Directory Submission

While regular submissions have fallen by the way side, directory submissions have become even more important.

There are two types of directories. The general kind (a portal that has many different types of categories and listings of web sites within, Ex. Open Directory) and specialty niche directories (a portal that has a database full of web sites pertaining to a specific industry, Ex. WebMD).

Links from directories are a big part in achieving good link popularity (the amount of relevant incoming links to a web site). It is also these links that will speed up the process of Google spidering a web site. Directories are unique in the fact that a link to a web site is always displayed, in contrast to a regular search engine that will only display a listing when related keyword queries are made to their databases.

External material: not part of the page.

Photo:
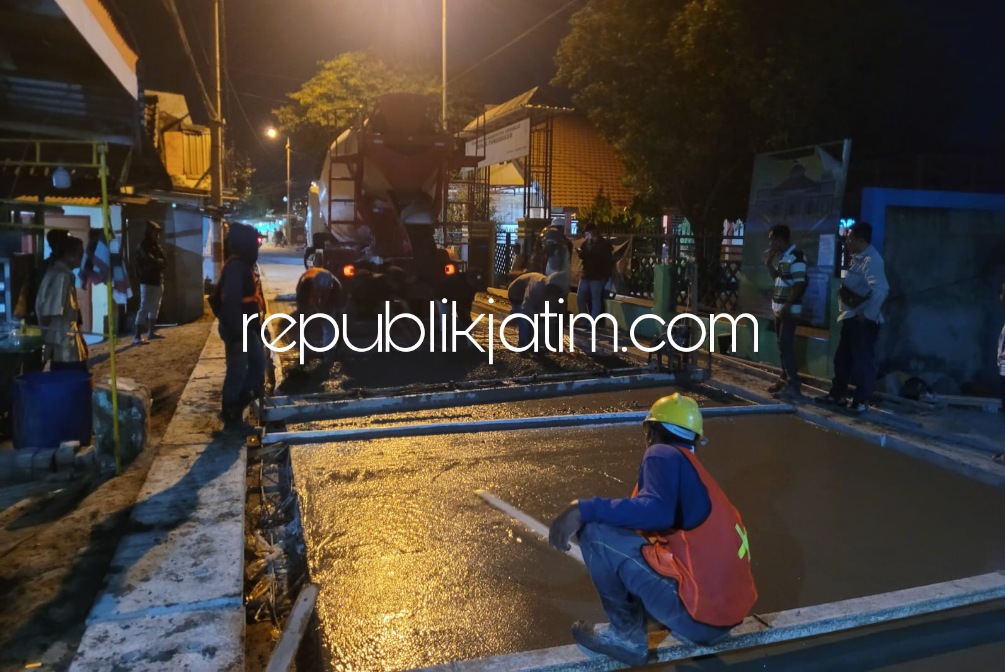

When a search robot like Google next visits a category within a directory, Google will easily follow the link to the listed web site. A link to a boat dealership inside the Business > Sales > Boats category tells any search engine spider that that web site truly is about boat sales. It is an immediate reference from a trusted source.

That is what link popularity boils down to. Search engines can no longer rely solely on the content in a web page to determine its overall relevance. If a web site is truly about boat sales, their reasoning is that other boating sites (or sites that list boating web sites) will link to it. It is relevance by association.

General Directories:
The most popular directory, Open Directory or DMOZ, feeds its results to many popular search engines including Google. Other general directories also get many people searching by category.

Specialty Niche Directories:
These types of directories provide more value in terms of link popularity than they do in actual traffic. However, studies have shown that a user who finds a web site through a lesser known, but more narrowly focused, directory is more likely to buy a the web site's products or inquire about their services.